Bir birey olarak yönümüzü, aidiyet duyduğumuzu sınıfa çevirmemiz gerekiyor. Sendikaların tek aidiyeti olması gereken işçilere yönünü dönmedikleri ise bilinen bir gerçek. Onların büyük çoğunluğunun yönü patronların iki dudağının arasına çevrili. En ileri sendikalardan biri olarak belirtilen BMS’nin, yaptığı toplu sözleşmelerde ‘Tamamlayıcı Sağlık Sigortası’ ücretini sözleşme içine alıp işverence sözleşme süreci içinde ödenecek olmasını bir başarı olarak sunduğunu görüyoruz. Tamamlayıcı Sağlık Sigortası uygulaması sağlığın özelleştirilmesinin en önemli parçasıdır. Bu gerçeği bir sendikanın bilmemesi mümkün değil. Bilmesini bir yana bırakalım, bunu işçilere bir başarı olarak sunması asla kabul edilebilir bir durum da değil.
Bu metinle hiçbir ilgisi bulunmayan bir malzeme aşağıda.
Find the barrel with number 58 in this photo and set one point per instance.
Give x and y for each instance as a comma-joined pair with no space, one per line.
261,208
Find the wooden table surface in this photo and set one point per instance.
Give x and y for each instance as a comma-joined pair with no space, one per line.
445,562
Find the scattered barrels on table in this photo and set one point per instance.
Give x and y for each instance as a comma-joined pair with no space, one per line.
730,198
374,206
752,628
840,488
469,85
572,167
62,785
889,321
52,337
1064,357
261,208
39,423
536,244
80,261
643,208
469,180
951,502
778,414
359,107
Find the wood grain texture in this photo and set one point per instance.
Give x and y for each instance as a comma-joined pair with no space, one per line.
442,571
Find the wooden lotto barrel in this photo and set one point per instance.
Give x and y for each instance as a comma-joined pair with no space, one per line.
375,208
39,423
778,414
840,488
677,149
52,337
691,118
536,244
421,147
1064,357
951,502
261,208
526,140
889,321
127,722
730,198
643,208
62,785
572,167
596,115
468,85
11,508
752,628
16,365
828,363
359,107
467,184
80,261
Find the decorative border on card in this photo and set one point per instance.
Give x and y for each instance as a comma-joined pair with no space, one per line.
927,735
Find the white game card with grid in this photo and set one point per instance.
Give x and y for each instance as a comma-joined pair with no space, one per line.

Yasanın Meclis’ten geçmesi halinde işçinin kıdem tazminatı gasp edilecek. Sadece kıdem tazminatı da değil. 25 yaş altı ve 50 yaş üstü işçilerin SGK primlerinin ödenme sorumluluğu işveren aitken bu kaldırılacak. İşçi eldeki kazançtan SGK primini kendi ödemek durumunda olacak. Zaten düşük olan ücreti nedeniyle bu ödemeyi ya yapmayacak ya da aksatacak. Bu durum hem sağlık hem de emeklilik hakkının elinden alınması demek olacak. Çıkarılmak istenen yasaya yeni yasalar eklenmesi ise kaçınılmaz. ABD’de olduğu gibi işçiler sağlık ve emeklilik ödemelerini kendileri yapma zorunluluğu sonucu sağlık primleri kademelenecek. Paran kadar sağlık dönemi Türkiye’de tamamen başlarken emeklilik artık bir hayal olacak.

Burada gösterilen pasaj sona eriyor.